Indeed, speaking at Judson University in Illinois on Thursday, Gingrich did not sound like a candidate ready to depart. He pushed back against rumors of his campaign’s demise, telling the press that his campaign is currently “resetting” its “game plan.” He pledged to talk up issues that other contenders rarely mention, such as brain science and space. “I’ve stayed in the race because I think Proverbs is right,” he said. “It warns that without vision, people will perish.”
Watching from afar, many former associates are not surprised by this turn of events. “He’s a huge thinker. He doesn’t just think about what’s around the corner; he thinks one or two elections down the road,” says Dave Carney, a former Gingrich aide who recently worked as chief strategist for Texas governor Rick Perry’s campaign. “It’s obvious that he believes Mitt Romney would be a tinkerer, Obama-light. So to prevent that, he’s willing to adapt, to change his tactics.”
Encouraging supporters to think beyond the much-discussed delegate tally has been easy, says Walker. Getting the press to do the same has been more of a challenge. The goal for the campaign, he says, is to keep Gingrich “thinking big” on the trail, so that come Tampa, he’s the one with a message if Romney’s numbers collapse.
But Gingrich’s broad, “big ideas” message, voiced on the stump and on television, shouldn’t be confused as the last gasp of the campaign. Gingrich’s key political team, led by Martin Baker and Randy Evans, are keeping a close eye on delegates. They want to expose any emerging Romney weakness. They think that Romney has put such an emphasis on the math that he could be vulnerable should he begin to stumble, according to their colleagues.
In the coming months, the political team will also put pressure on Santorum as Pennsylvania’s late-April primary nears, emphasizing that Gingrich won Georgia, and Romney won Michigan, so Santorum must prove that he can win his home state. Reaching out to unbound delegates, those who are not technically required to vote for a specific candidate, is part of the plan, too.

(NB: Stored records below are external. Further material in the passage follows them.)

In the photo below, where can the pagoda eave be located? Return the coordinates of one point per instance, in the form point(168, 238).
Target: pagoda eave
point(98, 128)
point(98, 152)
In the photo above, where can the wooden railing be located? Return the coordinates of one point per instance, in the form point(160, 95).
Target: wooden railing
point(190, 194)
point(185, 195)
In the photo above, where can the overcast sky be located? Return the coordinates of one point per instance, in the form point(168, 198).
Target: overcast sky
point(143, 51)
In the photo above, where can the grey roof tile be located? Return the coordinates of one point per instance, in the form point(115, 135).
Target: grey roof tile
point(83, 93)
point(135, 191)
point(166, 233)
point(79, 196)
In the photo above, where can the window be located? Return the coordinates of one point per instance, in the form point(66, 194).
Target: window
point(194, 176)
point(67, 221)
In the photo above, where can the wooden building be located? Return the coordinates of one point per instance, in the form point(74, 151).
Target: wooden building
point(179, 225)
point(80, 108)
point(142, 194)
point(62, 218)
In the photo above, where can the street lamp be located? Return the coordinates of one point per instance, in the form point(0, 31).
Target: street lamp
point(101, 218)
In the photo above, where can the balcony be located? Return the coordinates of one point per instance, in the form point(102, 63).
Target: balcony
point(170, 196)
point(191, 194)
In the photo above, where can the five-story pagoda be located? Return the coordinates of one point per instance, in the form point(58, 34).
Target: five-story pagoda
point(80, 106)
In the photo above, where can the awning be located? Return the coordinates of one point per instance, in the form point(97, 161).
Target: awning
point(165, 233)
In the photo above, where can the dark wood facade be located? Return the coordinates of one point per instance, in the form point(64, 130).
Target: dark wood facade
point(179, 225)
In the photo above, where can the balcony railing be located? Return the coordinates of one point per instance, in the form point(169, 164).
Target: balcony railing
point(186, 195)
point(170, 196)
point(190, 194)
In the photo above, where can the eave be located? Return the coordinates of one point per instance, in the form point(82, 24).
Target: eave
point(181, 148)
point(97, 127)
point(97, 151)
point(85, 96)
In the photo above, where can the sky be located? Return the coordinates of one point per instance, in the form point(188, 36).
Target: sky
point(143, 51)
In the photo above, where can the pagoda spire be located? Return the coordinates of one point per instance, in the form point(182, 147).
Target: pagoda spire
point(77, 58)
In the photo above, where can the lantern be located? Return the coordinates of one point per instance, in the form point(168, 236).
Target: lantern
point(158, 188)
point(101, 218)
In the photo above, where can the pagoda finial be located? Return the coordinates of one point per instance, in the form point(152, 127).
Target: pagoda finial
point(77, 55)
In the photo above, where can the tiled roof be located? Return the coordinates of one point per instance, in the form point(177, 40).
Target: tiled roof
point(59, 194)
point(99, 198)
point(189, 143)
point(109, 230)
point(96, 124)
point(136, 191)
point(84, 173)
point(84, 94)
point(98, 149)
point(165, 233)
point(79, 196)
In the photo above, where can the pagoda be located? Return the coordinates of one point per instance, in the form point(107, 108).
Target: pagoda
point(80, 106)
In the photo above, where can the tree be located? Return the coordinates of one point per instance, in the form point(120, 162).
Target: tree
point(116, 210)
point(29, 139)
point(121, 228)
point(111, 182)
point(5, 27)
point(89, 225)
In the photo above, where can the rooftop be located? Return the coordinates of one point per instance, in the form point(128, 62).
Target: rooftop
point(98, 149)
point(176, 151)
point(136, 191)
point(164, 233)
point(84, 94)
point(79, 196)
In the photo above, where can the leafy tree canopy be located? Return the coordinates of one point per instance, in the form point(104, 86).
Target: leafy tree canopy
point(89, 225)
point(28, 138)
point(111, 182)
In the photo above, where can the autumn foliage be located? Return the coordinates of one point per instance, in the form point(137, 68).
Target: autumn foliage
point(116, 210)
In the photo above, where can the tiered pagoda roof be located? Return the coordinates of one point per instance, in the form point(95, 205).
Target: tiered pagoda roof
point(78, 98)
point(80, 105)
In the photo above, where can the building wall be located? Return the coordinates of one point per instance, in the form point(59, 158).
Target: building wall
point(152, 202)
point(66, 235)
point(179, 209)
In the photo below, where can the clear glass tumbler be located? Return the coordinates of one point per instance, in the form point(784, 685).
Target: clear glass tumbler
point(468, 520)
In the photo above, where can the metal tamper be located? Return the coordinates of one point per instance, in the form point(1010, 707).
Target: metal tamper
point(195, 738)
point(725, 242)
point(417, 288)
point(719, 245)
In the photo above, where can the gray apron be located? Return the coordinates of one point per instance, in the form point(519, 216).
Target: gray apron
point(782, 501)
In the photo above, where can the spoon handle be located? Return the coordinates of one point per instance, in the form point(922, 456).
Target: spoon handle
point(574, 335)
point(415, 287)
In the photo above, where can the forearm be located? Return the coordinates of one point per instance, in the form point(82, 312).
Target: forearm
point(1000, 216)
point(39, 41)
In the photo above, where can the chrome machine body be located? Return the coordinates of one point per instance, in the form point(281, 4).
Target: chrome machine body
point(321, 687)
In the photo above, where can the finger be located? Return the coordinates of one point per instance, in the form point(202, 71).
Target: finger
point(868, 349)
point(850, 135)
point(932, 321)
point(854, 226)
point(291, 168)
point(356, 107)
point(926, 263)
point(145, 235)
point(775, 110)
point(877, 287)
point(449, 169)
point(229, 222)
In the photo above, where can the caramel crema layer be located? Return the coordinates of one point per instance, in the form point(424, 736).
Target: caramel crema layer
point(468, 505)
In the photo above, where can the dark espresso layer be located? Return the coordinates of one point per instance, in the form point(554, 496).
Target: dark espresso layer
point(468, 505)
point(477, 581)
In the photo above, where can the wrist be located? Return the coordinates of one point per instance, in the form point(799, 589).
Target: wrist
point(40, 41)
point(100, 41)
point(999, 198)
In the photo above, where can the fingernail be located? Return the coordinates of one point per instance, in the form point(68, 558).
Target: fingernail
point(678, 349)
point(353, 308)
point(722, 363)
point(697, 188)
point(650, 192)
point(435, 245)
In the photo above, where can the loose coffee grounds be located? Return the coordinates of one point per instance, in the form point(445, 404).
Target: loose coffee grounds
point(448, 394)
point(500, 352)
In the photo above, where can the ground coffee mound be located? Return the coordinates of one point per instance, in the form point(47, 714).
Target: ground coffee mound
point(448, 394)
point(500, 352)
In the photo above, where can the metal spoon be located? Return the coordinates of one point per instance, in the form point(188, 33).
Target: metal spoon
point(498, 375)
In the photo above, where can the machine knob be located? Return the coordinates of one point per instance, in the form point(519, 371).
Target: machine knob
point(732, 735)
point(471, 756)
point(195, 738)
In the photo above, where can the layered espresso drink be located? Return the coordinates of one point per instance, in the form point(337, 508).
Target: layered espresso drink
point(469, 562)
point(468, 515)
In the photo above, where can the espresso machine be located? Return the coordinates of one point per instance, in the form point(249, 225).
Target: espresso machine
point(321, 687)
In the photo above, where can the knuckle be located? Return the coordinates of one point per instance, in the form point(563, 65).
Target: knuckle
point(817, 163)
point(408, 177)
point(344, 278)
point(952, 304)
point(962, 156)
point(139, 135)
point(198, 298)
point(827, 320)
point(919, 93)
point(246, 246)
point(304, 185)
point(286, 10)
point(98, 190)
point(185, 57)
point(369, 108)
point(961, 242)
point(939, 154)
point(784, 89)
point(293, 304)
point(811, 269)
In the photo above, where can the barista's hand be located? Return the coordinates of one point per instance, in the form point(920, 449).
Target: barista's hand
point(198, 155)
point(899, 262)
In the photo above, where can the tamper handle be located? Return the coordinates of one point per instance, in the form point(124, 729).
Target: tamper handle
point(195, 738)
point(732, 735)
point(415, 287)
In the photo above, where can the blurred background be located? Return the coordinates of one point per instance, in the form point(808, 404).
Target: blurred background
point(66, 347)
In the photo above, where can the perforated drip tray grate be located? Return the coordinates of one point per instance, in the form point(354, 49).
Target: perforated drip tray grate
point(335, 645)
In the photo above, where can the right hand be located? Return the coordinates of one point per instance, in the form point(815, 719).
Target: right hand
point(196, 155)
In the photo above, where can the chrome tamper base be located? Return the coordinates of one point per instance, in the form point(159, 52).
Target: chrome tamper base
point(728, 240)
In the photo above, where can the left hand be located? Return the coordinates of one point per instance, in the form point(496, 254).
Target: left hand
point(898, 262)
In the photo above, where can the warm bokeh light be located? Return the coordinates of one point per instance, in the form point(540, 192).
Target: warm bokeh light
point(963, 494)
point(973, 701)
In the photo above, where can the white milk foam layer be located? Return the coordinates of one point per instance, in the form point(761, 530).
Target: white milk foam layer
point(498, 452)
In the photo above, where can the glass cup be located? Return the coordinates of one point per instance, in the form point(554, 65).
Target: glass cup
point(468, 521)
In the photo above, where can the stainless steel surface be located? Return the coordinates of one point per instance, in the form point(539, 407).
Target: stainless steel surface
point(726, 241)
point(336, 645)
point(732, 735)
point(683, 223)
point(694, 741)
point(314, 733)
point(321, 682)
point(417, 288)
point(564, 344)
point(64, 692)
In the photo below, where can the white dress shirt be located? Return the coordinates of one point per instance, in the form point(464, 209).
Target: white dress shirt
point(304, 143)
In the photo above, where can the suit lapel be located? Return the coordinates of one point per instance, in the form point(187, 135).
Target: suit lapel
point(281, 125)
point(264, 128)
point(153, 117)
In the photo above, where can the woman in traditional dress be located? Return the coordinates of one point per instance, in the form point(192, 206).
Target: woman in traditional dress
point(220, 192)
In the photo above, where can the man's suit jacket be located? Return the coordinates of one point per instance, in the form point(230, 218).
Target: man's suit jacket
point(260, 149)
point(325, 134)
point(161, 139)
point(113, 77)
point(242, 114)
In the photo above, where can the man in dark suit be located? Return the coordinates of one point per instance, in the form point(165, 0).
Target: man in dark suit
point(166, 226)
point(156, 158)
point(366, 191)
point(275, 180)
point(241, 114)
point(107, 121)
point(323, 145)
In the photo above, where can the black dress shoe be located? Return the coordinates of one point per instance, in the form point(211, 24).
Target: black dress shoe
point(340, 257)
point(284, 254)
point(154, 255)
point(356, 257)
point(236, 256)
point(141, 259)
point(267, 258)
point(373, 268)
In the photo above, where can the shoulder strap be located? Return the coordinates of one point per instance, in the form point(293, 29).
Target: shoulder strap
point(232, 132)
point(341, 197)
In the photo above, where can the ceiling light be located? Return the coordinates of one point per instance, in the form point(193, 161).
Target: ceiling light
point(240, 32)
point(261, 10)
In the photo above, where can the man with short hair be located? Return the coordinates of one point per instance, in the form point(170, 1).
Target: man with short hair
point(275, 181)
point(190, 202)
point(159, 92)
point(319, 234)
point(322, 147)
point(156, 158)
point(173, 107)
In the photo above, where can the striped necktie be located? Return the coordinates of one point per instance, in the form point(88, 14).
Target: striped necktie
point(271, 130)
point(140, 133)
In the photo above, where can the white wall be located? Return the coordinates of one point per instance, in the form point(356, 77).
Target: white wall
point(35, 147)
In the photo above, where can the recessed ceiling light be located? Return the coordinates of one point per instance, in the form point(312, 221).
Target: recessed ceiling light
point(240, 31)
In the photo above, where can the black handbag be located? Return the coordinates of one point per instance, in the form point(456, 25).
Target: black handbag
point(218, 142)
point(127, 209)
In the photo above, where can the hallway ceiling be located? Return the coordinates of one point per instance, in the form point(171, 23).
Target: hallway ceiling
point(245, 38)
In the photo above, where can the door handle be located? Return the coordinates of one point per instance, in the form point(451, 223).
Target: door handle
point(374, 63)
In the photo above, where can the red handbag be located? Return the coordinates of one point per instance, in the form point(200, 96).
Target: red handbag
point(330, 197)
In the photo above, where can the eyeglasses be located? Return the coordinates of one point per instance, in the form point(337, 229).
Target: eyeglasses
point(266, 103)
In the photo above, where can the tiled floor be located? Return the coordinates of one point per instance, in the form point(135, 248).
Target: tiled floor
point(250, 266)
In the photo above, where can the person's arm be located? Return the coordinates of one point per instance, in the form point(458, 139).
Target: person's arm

As one Gingrich aide explains, at the political level, it’s about mapping out the convention, bloc by bloc; at the communications level, it’s about framing the stakes; and at the financial level, it’s about sustaining the campaign via small-dollar donors and keeping expenses to a minimum.
By August, after a potentially tumultuous 60-day period between the final primary and the convention, Gingrich’s campaign will be ready to make its case at the convention. “We are charging ahead,” says Leslie Gaines, the campaign’s deputy political director. “We will fight the good fight in Tampa. Remember, this is going to take some time. But in the end, the speaker continues to believe, as do we, that he is the only candidate who can beat President Obama.”
It’s a complicated bet. But they believe that in a contested-convention scenario, and perhaps only then, the usual presidential metrics — money, momentum — will mean little, and it’ll come down to a damaged moderate versus a tested warrior.
“Newt is no shrinking violet,” says Katon Dawson, an adviser to Winning Our Future, a pro-Gingrich super PAC. “His whole life, nothing has every come easy to him. I’ve known him for many years. He’s having a good time running for president. He’s not going to end this.”
“Remember, these conventions are odd animals,” Dawson says. “If nobody gets this thing on the first ballot, all hell will start breaking loose. If you start to think about who wins debates, and then think about Gingrich getting up there, in that moment, talking about his life and why he should be president of the United States, you can see it.”